Il serait réducteur de ne limiter Cronenberg qu'à un seul et unique genre, alors que ses oeuvres présentes toujours quelque chose de beaucoup plus profond, rimant souvent avec le drame, alors que sa forme étale souvent tripailles ou sexe. Ceci étant dit, ce Vidéodrome est à réserver à un public averti. L'auteur avait laissé le sexe de côté dans ses précédentes oeuvres, laissant à croire qu'il avait abandonné cet aspect avec Frissons, mais il semble qu'il avait encore quelques choses à dire sur le sujet. Un sujet, mais aussi de nombreux autres, que ça soit l'influence de la télé, l'auto-destruction, et évidemment hallucinations et paranoïa. Ces trois derniers points sont d'ailleurs tellement présents que l'on aurait presque l'impression de nager dans une oeuvre de Philip K. Dick (et ce ne sera probablement pas par hasard si Cronenberg adaptera quelques années plus tard Le Festin Nu, roman de William S. Burroughs, très proche du romancier).
Notre protagoniste, interprété par James Woods, est le parfait prototype du personnage vierge qui travaille pourtant dans une industrie répugnante. Il diffuse des programmes pour adultes qu'il ne regarde pas, jusqu'au jour où il découvrira Vidéodrome, si réel qu'il en deviendra accroc, hypnotisé, au point de se construire un monde aussi fou, réel enfer dans lequel il tentera de devenir le héros, alors que la chose est claire dès le début, c'est une descente aux enfers, et non l'apogée d'un Homme.
Bref, Vidéodrome se classe parmi les oeuvres les plus étranges visuellement, et sera une sorte de prémisse au Festin Nu. Tout n'est qu'illusion, l'inimaginable se matérialise, et toutes les curiosités sont permises, comme le ventre de Woods se transformant en lecteur VHS, ou encore sa main qui devenant une arme à feu mutante (ce dont on se rappellera en visionnant Existenz). Visuellement Cronenberg prend de plus en plus ses aises, et les effets-spéciaux se montrent réellement bluffant, que ça soit ceux tout public, dont Woods enfonçant la tête dans une télé, de même que pour les plus gores, dont une explosion de chaire et de boyaux bien répugnante.

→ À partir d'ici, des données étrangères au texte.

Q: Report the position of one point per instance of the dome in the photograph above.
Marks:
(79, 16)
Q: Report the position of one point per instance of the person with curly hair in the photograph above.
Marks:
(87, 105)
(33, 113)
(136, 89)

Au-delà de ces points, le film repose beaucoup sur James Woods, qui livrait une interprétation étonnante dans la peau de cet homme dont la vie bascule; inconnu à l'époque, il supplante pourtant Deborah Harry, aka Blondie, dont le nom était celui encadré sur l'affiche afin de le vendre.
Pour conclure, les amateurs de critiques de la télé, de la pornographie, mais aussi de thrillers, trouveront ici une curiosité diablement passionnante, pour peu qu'ils se laissent happer par cet univers. Les moins friands de ce type de dégringolades psychédéliques auront en revanche du mal à accrocher, de même qu'à en comprendre l'histoire et la finalité, le tout suivant une narration réservée à un public particulier.
Mention spéciale pour James Woods, qui à une époque où il était totalement inconnu, se retrouve sur les devants de la scène et projeté dans une oeuvre folle où il peut se permettre de nous montrer toutes les facettes de son talent, chose qui lui aura été moins facile par la suite, ses rôles devenant bien plus mainstream.